Personal information
- Born: 24 November 1906 Amsterdam
- Died: 23 July 1943 (aged 36) Sobibor extermination camp

Gymnastics career
- Discipline: Women's artistic gymnastics
- Country represented: Netherlands
- Medal record
Women's gymnastics
Representing the Netherlands
Summer Olympics
| Gold medal – first place | 1928 Amsterdam | Team |

= Anna Dresden-Polak =

Dutch gymnast (1906–1943)

Anna "Ans" Dresden-Polak (née Anna Polak) (24 November 1906 – 23 July 1943) was a Jewish Dutch gymnast.

She won the gold medal as a member of the Dutch gymnastics team at the 1928 Summer Olympics, in her native Amsterdam. She was one of five Jewish members of the team, which included Stella Blits-Agsteribbe (who was murdered in Auschwitz), Lea Kloot-Nordheim (who was murdered in Sobibor), and Judikje Themans-Simons (who was murdered in Sobibor). Their coach, Gerrit Kleerekoper, was murdered in Sobibor as well.

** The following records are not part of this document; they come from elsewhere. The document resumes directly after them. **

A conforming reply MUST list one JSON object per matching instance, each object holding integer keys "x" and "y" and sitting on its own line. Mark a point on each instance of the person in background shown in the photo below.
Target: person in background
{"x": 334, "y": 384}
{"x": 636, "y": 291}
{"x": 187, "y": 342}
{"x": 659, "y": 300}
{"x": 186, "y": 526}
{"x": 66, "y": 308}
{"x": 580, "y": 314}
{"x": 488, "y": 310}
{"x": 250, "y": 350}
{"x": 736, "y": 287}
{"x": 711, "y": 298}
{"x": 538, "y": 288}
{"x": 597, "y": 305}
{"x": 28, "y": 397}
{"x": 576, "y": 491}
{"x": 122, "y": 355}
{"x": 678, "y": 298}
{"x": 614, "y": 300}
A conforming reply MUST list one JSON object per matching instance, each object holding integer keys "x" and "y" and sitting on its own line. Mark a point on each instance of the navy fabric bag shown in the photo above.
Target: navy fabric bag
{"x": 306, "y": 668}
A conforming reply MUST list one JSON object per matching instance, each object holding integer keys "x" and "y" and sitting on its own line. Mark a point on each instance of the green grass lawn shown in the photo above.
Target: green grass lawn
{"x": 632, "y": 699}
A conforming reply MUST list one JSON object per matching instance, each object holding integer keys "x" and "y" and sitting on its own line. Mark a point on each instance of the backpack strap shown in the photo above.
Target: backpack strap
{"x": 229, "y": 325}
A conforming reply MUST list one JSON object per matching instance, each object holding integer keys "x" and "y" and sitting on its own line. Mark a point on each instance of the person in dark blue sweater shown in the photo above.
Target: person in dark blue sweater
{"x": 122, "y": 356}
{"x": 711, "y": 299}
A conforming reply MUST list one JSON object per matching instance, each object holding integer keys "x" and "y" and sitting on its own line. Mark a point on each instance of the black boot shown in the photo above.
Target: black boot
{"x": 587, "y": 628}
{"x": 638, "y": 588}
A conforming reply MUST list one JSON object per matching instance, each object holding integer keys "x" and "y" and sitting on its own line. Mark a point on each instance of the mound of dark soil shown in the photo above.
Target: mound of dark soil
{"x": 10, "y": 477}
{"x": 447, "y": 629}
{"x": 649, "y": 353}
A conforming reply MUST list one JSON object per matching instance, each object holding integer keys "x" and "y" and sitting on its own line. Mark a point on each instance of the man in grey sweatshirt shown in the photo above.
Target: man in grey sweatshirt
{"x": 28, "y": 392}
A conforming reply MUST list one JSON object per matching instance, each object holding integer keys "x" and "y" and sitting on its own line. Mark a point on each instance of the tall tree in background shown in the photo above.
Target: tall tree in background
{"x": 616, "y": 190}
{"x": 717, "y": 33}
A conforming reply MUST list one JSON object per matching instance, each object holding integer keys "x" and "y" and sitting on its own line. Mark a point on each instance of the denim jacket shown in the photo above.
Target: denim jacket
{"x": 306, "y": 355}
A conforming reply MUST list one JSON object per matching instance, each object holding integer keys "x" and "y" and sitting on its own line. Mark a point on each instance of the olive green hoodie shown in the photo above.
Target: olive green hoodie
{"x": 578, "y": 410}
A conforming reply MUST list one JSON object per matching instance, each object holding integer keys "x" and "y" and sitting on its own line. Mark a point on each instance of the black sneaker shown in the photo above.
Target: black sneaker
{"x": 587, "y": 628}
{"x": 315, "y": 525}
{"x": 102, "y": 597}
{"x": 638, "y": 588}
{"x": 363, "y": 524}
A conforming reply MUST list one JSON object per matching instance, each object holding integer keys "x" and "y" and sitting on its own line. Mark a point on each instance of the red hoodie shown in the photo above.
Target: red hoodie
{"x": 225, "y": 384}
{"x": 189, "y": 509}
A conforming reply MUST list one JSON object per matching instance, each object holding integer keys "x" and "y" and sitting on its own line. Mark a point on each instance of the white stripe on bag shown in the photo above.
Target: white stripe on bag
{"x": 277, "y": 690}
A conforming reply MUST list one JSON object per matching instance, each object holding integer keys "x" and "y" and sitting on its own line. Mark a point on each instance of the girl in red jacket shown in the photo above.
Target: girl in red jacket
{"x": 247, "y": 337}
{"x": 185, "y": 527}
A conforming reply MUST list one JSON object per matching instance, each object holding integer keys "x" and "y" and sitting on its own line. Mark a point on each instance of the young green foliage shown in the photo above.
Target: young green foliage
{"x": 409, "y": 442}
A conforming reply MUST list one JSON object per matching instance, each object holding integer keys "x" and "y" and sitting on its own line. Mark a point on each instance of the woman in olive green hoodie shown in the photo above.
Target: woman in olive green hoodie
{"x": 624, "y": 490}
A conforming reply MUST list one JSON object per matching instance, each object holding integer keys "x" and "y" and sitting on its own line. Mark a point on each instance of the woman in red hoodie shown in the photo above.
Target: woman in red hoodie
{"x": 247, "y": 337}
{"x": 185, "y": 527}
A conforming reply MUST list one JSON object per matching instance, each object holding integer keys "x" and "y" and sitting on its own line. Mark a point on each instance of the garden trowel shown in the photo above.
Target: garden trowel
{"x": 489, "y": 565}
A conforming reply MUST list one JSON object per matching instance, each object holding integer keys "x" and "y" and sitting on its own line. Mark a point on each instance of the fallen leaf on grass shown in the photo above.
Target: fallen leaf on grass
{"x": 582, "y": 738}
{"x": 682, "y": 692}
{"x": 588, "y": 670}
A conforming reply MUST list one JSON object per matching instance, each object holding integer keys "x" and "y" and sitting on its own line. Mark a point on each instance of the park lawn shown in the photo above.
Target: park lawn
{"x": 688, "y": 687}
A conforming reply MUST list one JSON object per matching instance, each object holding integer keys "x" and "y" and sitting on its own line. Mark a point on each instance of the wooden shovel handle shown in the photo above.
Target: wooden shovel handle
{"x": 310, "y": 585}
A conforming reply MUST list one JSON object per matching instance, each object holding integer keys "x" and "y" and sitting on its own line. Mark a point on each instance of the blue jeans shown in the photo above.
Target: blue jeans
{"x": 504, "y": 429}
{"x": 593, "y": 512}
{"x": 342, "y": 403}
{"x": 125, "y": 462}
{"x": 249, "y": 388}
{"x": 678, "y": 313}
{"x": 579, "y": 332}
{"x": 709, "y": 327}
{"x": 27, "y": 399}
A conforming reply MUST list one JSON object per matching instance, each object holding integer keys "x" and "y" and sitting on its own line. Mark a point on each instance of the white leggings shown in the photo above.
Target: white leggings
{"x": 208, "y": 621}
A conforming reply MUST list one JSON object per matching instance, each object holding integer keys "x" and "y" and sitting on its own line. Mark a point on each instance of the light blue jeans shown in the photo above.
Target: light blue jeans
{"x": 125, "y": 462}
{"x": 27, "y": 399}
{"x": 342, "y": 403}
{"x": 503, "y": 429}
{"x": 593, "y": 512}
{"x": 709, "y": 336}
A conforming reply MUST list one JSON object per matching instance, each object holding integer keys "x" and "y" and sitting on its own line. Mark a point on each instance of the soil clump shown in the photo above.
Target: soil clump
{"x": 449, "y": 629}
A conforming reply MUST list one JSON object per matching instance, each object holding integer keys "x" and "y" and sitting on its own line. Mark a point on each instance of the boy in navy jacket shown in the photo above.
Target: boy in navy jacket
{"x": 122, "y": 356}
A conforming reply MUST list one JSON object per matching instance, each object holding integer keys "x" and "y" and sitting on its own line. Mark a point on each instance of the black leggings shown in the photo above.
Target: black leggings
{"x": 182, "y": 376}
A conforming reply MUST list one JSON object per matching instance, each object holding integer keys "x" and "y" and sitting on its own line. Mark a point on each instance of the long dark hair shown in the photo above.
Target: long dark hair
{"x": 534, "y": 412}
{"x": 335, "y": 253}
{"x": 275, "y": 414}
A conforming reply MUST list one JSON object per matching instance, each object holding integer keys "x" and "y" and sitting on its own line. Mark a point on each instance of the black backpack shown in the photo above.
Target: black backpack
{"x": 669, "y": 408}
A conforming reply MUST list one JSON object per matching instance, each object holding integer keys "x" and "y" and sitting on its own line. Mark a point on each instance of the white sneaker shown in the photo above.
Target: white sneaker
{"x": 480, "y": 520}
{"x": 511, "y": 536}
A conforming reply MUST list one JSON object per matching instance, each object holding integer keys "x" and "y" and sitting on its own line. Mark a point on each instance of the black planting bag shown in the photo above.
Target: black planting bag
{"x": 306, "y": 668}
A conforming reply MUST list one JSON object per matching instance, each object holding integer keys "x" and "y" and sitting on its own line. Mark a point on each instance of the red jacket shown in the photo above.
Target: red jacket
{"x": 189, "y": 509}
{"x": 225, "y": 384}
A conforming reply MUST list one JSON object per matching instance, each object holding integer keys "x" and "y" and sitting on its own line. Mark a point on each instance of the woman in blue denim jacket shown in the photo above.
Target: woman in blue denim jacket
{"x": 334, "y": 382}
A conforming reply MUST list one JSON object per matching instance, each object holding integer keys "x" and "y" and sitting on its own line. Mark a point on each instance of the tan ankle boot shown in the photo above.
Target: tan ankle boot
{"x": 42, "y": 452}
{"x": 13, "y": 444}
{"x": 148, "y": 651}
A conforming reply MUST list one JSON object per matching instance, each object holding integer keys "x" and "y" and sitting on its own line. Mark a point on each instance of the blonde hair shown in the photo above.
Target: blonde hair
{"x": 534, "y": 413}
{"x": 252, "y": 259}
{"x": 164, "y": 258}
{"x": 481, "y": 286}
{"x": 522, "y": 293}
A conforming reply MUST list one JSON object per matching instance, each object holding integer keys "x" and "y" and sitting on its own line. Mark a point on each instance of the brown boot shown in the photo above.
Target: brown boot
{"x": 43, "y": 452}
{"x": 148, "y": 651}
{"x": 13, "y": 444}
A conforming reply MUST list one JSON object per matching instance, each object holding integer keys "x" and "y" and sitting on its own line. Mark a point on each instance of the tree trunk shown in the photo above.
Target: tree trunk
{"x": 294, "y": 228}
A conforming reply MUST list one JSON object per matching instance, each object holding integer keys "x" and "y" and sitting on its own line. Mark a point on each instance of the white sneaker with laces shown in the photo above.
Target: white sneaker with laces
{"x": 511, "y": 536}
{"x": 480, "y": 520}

She was born in Amsterdam, and was murdered in Sobibor extermination camp. From Westerbork concentration camp, she had been deported to Sobibór, where she was murdered on 23 July 1943, together with her six-year-old daughter Eva. Her husband, Barend Dresden was murdered a few months later in 1944 in Auschwitz concentration camp.

She was inducted into the International Jewish Sports Hall of Fame in 1997.